Wait if he doesn't use clorox how does he keep his whites white?

Scarab Sages

Jeremy Mcgillan wrote:
Wait if he doesn't use clorox how does he keep his whites white?

Maybe Cheer (now with Improved Brightening!)

The Exchange

Aberzombie wrote:
Jeremy Mcgillan wrote:
Wait if he doesn't use clorox how does he keep his whites white?
Maybe Cheer (now with Improved Brightening!)

But it is so cheerful.

Scarab Sages

Crimson Jester wrote:
Aberzombie wrote:
Jeremy Mcgillan wrote:
Wait if he doesn't use clorox how does he keep his whites white?
Maybe Cheer (now with Improved Brightening!)
But it is so cheerful.

So, if Cheer is cheerful, what does that make Tide?

Tideful?

Silver Crusade

Aberzombie wrote:
Crimson Jester wrote:
Aberzombie wrote:
Jeremy Mcgillan wrote:
Wait if he doesn't use clorox how does he keep his whites white?
Maybe Cheer (now with Improved Brightening!)
But it is so cheerful.

So, if Cheer is cheerful, what does that make Tide?

Tideful?

Tidy.

Scarab Sages

Hmmm, good point. Why didn't I think of that?

The Exchange

Aberzombie wrote:
Hmmm, good point. Why didn't I think of that?

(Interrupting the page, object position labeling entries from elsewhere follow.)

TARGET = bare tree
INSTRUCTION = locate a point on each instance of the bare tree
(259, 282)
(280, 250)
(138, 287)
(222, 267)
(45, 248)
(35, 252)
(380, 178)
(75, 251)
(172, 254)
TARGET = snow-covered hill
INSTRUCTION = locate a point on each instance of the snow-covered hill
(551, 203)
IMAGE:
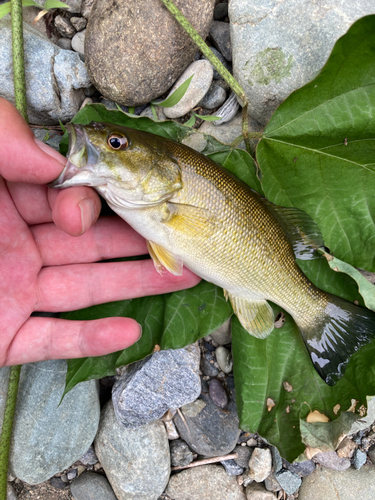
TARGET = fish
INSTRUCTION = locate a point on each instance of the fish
(195, 213)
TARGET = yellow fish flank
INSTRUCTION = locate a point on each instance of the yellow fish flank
(195, 213)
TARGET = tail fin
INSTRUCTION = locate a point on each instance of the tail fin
(341, 331)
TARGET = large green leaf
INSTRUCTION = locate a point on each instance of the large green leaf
(318, 150)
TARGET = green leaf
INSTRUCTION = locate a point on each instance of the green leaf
(177, 95)
(318, 150)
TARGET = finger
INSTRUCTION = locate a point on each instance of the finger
(50, 338)
(77, 286)
(23, 158)
(109, 238)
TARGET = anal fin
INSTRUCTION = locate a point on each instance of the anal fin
(256, 316)
(162, 258)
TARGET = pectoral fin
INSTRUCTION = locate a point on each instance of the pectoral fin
(164, 259)
(256, 316)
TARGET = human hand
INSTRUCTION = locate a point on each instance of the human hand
(50, 243)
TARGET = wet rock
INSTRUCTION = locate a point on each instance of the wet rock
(280, 46)
(128, 456)
(91, 486)
(219, 33)
(146, 390)
(198, 87)
(120, 41)
(180, 453)
(48, 436)
(204, 483)
(209, 430)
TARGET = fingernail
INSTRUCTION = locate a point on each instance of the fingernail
(50, 151)
(88, 216)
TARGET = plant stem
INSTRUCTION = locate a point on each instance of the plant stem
(6, 433)
(203, 47)
(18, 58)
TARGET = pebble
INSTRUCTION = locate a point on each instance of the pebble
(224, 359)
(129, 455)
(204, 483)
(260, 464)
(218, 394)
(288, 481)
(359, 459)
(331, 460)
(147, 389)
(91, 486)
(199, 85)
(180, 453)
(219, 33)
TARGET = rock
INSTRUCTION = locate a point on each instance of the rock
(208, 430)
(180, 453)
(280, 46)
(224, 359)
(48, 436)
(348, 485)
(198, 87)
(260, 464)
(219, 33)
(91, 486)
(255, 491)
(204, 483)
(359, 459)
(330, 460)
(55, 78)
(217, 393)
(144, 28)
(129, 455)
(288, 481)
(64, 27)
(214, 98)
(146, 390)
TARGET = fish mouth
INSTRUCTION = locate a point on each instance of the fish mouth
(81, 158)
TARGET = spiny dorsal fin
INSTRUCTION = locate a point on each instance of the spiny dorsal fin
(256, 316)
(164, 259)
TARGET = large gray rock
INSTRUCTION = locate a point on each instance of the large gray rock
(147, 390)
(280, 46)
(135, 50)
(348, 485)
(55, 78)
(204, 483)
(136, 461)
(48, 436)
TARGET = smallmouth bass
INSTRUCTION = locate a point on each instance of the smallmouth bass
(195, 213)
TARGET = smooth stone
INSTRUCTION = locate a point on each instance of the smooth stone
(280, 46)
(218, 394)
(121, 32)
(288, 481)
(331, 460)
(91, 486)
(206, 482)
(147, 390)
(198, 87)
(349, 485)
(255, 491)
(220, 35)
(48, 436)
(136, 461)
(260, 464)
(55, 78)
(210, 432)
(180, 453)
(214, 98)
(224, 359)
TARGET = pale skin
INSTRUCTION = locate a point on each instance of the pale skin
(50, 245)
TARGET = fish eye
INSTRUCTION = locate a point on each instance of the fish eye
(117, 142)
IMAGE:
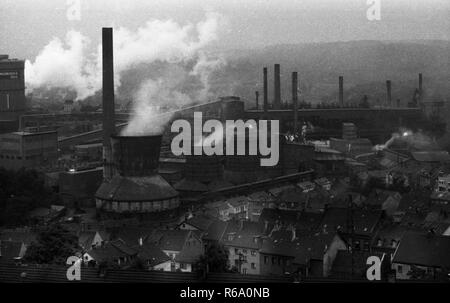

Not enough brains in your diet. The pickings are slim here lately.


{watches Mr. Clean nail 95 Magic Erasers to the front door}

The Exchange

Ambrosia Slaad wrote:
{watches Mr. Clean nail 95 Magic Erasers to the front door}

Hey about 80 of those got used. And they cleaned up quite a mess.


Crimson Jester wrote:
Ambrosia Slaad wrote:
{watches Mr. Clean nail 95 Magic Erasers to the front door}
Hey about 80 of those got used. And they cleaned up quite a mess.

If they erased stupid internet threads, then they'd really be magic.

Also, they are not a suitable substitute for eye bleach.

Edit: Stupid internet threads=not this one. The stupid internet threads know who they are.

The Exchange

Ambrosia Slaad wrote:
Crimson Jester wrote:
Ambrosia Slaad wrote:
{watches Mr. Clean nail 95 Magic Erasers to the front door}
Hey about 80 of those got used. And they cleaned up quite a mess.

If they erased stupid internet threads, then they'd really be magic.

Also, they are not a suitable substitute for eye bleach.

Edit: Stupid internet threads=not this one. The stupid internet threads know who they are.

Just kick them when they are down.

The Exchange

Damn I need to do some laundry now!

Scarab Sages

hand CJ some Clorox 2 and shows him where the washing machine is

It's a front loader - waaaayyy better for the environment!